The band was led by Pipe Major David Hilder and Drum Sergeant Gary Corkin, along with support from Pipe Sergeant Shaunna Hilder and Pipe Corporal Gary Nimmo. Many of DTSPB's members won the 2006 World Pipe Band Championships in the Robert Malcolm Memorial Pipe Band in Grade 2 in a field of 39 bands. Robert Malcolm Memorial Grade 2 folded after the World Championships in 2006, and was reformed with the name Triumph Street in January 2007. The band membership was roughly the same, led by David and Shaunna Hilder and Drum Sergeant Andre Tessier. The band competed in Grade 2 for one year, before being promoted to grade 1 after winning the North American Championships in August 2007. The band adopted the name Dowco in honor of the generous financial sponsorship of the Dowco Group of Companies.

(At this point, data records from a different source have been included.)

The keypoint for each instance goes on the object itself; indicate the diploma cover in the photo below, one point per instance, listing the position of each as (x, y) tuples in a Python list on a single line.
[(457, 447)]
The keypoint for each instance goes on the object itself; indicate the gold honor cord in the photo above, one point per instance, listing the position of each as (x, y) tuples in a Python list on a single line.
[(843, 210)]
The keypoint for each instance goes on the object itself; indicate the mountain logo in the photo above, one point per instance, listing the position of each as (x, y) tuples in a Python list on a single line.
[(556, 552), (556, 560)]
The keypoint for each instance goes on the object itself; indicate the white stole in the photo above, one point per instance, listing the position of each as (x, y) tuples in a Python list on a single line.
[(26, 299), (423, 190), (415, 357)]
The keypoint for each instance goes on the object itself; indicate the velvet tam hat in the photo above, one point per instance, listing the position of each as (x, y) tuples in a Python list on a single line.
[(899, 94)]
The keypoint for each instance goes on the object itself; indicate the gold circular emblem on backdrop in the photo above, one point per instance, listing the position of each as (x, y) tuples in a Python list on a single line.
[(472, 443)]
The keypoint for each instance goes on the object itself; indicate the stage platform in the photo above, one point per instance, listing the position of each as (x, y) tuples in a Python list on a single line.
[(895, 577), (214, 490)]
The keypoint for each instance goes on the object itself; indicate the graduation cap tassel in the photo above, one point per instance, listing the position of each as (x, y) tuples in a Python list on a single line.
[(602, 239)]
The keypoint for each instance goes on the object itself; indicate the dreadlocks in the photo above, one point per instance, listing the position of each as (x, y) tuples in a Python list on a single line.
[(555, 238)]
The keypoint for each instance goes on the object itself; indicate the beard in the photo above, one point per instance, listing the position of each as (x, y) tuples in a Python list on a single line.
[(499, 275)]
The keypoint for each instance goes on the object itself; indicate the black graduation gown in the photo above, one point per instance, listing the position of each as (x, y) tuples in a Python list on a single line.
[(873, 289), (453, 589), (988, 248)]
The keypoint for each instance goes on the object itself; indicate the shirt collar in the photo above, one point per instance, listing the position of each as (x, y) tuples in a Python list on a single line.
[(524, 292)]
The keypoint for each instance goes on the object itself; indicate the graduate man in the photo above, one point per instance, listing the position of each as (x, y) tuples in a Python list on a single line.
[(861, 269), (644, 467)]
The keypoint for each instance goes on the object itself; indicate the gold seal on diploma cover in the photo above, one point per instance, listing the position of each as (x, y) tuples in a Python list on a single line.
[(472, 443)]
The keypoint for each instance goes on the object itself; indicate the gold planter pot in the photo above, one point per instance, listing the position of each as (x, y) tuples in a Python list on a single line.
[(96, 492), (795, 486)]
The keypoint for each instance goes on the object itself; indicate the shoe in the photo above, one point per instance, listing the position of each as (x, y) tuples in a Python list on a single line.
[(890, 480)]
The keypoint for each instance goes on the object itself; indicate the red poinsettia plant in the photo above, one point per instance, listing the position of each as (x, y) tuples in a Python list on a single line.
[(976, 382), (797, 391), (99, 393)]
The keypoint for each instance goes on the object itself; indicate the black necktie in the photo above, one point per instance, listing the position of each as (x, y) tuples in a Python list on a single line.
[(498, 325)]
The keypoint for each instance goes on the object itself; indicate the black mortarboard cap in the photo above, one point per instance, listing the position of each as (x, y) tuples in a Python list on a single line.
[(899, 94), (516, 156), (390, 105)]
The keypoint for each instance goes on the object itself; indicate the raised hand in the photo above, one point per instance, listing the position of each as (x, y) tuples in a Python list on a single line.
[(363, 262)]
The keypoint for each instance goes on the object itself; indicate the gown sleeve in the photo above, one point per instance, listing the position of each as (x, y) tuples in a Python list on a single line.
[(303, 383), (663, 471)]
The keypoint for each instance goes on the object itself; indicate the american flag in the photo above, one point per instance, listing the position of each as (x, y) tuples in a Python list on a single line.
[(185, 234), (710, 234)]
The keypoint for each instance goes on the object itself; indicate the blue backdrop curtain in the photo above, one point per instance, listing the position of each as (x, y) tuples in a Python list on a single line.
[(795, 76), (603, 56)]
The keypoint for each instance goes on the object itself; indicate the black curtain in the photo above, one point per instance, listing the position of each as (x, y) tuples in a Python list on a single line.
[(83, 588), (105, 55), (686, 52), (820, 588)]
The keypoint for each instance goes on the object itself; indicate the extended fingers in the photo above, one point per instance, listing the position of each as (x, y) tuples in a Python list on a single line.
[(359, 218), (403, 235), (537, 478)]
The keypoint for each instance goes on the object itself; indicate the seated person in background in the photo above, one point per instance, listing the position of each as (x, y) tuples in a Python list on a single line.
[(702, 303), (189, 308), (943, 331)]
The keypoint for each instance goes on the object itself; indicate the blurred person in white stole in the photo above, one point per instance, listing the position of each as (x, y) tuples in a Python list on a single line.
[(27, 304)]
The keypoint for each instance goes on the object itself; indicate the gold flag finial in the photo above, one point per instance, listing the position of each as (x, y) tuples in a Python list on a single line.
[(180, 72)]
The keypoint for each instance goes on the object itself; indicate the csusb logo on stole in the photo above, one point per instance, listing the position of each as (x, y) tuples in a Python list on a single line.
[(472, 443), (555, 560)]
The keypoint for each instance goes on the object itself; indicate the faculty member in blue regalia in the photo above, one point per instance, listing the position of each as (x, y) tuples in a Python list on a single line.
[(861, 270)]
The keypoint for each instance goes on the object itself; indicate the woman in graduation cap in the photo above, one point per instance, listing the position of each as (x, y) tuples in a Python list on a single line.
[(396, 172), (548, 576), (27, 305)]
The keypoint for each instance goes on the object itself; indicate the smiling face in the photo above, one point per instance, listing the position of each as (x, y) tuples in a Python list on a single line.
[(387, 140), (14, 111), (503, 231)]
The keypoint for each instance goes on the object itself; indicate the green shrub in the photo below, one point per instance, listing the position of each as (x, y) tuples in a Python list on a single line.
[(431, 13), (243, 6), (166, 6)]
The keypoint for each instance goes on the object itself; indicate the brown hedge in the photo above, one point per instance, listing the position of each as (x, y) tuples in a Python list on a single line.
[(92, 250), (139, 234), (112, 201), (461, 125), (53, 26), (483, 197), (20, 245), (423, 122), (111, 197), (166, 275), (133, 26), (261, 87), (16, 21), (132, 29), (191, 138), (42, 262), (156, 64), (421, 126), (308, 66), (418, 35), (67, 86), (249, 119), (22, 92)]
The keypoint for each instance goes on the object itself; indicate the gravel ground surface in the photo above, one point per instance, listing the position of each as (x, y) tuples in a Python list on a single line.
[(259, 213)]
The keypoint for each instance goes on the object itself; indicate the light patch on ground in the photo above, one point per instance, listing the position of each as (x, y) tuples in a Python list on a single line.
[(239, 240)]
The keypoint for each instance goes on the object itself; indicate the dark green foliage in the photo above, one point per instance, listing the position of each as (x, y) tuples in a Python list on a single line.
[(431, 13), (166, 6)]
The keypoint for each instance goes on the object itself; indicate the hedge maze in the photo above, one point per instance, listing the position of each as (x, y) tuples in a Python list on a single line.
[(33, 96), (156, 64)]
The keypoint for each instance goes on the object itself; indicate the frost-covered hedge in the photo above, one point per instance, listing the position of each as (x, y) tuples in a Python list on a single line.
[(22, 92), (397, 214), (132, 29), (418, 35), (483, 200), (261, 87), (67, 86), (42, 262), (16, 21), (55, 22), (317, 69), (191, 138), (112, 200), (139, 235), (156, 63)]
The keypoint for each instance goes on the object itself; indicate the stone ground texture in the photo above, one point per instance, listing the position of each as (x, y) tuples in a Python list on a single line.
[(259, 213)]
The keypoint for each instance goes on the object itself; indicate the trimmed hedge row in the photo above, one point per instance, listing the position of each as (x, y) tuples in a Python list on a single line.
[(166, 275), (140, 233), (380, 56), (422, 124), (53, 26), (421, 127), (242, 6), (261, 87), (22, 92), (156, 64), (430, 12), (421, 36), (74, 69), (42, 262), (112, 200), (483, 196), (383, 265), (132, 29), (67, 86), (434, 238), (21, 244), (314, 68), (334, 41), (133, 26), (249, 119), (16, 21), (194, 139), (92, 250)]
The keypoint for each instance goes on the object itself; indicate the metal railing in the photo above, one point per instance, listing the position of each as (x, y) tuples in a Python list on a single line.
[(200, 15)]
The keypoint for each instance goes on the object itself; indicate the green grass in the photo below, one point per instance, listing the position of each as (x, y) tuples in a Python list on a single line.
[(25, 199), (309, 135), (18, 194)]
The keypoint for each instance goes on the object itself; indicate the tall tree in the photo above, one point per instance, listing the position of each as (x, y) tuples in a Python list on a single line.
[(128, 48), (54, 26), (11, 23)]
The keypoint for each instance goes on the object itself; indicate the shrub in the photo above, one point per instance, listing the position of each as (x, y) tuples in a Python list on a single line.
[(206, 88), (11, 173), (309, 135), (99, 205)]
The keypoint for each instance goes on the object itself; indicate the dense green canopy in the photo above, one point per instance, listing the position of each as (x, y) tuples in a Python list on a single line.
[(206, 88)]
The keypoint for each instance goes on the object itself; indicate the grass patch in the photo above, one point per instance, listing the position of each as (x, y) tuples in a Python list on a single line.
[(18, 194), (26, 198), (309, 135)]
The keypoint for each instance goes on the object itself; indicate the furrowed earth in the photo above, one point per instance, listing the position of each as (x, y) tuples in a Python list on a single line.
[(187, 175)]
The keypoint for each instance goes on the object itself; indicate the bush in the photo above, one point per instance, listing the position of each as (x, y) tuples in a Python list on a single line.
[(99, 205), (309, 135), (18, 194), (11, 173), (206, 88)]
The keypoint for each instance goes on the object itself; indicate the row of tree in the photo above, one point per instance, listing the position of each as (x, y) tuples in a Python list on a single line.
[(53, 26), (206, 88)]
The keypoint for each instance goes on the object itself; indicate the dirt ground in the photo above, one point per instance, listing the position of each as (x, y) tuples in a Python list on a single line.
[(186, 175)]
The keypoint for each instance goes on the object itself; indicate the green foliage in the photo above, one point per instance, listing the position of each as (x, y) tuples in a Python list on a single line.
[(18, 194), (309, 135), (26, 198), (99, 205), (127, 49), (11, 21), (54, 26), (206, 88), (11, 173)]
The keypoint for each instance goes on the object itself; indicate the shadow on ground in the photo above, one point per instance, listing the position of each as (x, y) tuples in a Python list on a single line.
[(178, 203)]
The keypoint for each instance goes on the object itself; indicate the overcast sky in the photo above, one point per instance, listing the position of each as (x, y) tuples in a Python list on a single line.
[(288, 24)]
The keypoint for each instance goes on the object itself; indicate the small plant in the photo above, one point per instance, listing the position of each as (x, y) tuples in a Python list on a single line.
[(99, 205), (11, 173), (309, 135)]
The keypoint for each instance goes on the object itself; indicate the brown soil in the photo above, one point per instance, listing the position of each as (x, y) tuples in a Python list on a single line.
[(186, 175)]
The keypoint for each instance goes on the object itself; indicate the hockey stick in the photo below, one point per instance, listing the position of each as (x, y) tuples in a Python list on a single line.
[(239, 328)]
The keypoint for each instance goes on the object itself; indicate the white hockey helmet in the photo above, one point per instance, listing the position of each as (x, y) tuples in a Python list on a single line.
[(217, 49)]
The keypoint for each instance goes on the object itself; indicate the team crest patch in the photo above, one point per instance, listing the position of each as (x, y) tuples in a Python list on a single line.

DTSPB are based in Vancouver, with many players from out-of-province. This includes pipers and drummers from Ontario, Seattle, Boston, and South Carolina. Notably, a large contingent of players hail from the UK, led by Pipe Corporal Gary Nimmo.

Andre Tessier led the drum corps from 2007 - 2013. From 2014-2015 lead drummer Peter Hendrickson led the corps. When he left the organization, he was replaced by long-time member Cameron Reid. Though Cameron contributed greatly to the band for nearly 9 years, his tenure as lead drummer was short - he was replaced by Gary Corkin only one year later. Gary Corkin brought with him a UK and Vancouver  based snare corps, save for the midsection, which remains BC-based.

In August 2017, after a one-year break from the World Pipe Band Championships, DTSPB competed and qualified as one of the 12 bands in the Grade 1 final. They finished twelfth overall.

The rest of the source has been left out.